If you’ve been bullied, threatened or otherwise traumatised as a kid, you know that most childhood trauma comes from shame. Shame about an event, behaviour, or even just about how others have treated us.
Raising children who are hopeful and who have the courage to be vulnerable means stepping back and letting them experience disappointment, deal with conflict, learn how to assert themselves, and have the opportunity to fail. If we’re always following our children into the arena, hushing the critics, and assuring their victory, they’ll never learn that they have the ability to dare greatly on their own.
Therefore, it’s your job to make your home and family a shame-free zone, says Brené. It’s the only way your kids will grow up feeling worthy, loved and able to truly be themselves. Instead of talking about values like honesty, courage and ambition, live them. Be honest. Be courageous. Be ambitious. The best thing you can do for your kids, born or not, is to be a role model. It’s all the parenting they need.
What I took from it.
I think the reason Brené’s TED talk and work responds with so many people is that she went through all of the struggles, or crucibles as Bill George puts it, she describes herself. When she first discovered that vulnerability was at the core of any life, especially any good life – she broke down.
Researchers and scientists aren’t exactly out to be vulnerable. They’re trying to measure things so they can predict the future better. That’s quite the opposite, so it took some time for her to deal with this new situation and data. You can feel that in her talks and writing. You can sense that she’s seen the dark side.

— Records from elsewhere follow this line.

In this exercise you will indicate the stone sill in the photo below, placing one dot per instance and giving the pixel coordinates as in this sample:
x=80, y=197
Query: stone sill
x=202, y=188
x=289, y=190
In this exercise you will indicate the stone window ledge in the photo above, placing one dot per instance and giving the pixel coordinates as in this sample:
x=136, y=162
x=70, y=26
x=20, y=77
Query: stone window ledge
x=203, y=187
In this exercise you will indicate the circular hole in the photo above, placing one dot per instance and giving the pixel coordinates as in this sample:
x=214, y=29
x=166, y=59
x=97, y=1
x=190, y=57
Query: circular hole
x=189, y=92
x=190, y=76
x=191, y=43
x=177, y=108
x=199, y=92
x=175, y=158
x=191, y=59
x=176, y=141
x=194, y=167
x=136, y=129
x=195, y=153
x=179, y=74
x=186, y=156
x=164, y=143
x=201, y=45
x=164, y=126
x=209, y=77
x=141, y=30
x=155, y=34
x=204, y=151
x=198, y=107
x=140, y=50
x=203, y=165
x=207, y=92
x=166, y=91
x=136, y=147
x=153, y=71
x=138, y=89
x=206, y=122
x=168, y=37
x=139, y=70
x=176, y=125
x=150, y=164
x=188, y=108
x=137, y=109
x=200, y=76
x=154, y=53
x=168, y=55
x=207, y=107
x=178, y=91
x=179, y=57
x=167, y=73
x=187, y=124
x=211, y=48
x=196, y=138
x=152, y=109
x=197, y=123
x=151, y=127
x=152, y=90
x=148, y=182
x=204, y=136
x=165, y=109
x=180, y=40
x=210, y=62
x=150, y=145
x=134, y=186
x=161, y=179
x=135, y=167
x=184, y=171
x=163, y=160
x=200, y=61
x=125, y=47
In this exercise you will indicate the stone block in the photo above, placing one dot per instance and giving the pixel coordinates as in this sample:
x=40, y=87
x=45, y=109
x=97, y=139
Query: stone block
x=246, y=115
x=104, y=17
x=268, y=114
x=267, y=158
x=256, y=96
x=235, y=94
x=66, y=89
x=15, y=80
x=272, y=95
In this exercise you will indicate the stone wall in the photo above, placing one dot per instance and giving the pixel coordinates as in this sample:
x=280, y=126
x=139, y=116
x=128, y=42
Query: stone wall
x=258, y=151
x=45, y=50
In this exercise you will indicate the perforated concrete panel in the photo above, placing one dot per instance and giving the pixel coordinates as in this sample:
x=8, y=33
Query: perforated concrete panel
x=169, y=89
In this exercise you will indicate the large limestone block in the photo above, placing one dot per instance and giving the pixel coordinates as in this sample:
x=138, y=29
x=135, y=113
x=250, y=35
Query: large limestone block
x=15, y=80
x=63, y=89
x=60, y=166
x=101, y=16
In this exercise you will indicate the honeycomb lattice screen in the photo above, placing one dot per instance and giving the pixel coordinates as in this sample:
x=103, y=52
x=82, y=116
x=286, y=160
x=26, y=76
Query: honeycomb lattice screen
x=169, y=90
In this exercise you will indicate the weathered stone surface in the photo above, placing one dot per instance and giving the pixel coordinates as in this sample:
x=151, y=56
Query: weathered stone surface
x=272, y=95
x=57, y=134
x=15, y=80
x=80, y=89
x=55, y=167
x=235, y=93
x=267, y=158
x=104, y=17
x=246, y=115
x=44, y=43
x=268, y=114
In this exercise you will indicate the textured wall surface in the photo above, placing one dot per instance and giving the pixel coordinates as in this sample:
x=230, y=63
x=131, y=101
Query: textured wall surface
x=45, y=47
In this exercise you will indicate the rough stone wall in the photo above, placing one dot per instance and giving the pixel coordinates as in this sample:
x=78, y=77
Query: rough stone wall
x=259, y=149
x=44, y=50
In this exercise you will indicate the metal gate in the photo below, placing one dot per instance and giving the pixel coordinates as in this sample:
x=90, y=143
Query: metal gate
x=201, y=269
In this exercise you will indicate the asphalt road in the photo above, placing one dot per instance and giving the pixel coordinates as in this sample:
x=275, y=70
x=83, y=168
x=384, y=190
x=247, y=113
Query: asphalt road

And she’s here to tell us that we should be vulnerable and that we will be okay.
The book starts with a quote from a speech that Teddy Roosevelt gave in 1910. I had to include this as it struck a note with me. In it, Roosevelt said:
"It is not the critic who counts; not the man who points out how the strong man stumbles, or where the doer of deeds could have done them better. The credit belongs to the man who is actually in the arena, whose face is marred by dust and sweat and blood; who strives valiantly; who errs, who comes short again and again, because there is no effort without error and shortcoming; but who does actually strive to do the deeds; who knows great enthusiasms, the great devotions; who spends himself in a worthy cause; who at the best knows in the end the triumph of high achievement, and who at the worst, if he fails, at least fails while daring greatly.”
At first it was all about Brené accolades, PhD this and millions of TED Talk hits, that. That put me off from the start , we know your acronyms; it's all over your front cover. Perhaps humbleness is the opposite of vulnerability. But I persisted and glad I did. This book was a good read. I think it is especially helpful for parents and business leaders. I found the last two chapters to be the most engaging. I think the author did a good job of synthesising a lot of research that most of us would probably find dull and boring and making it understandable and relatable. But I'm not sure I had a lot of take-away's from this book that will be especially memorable.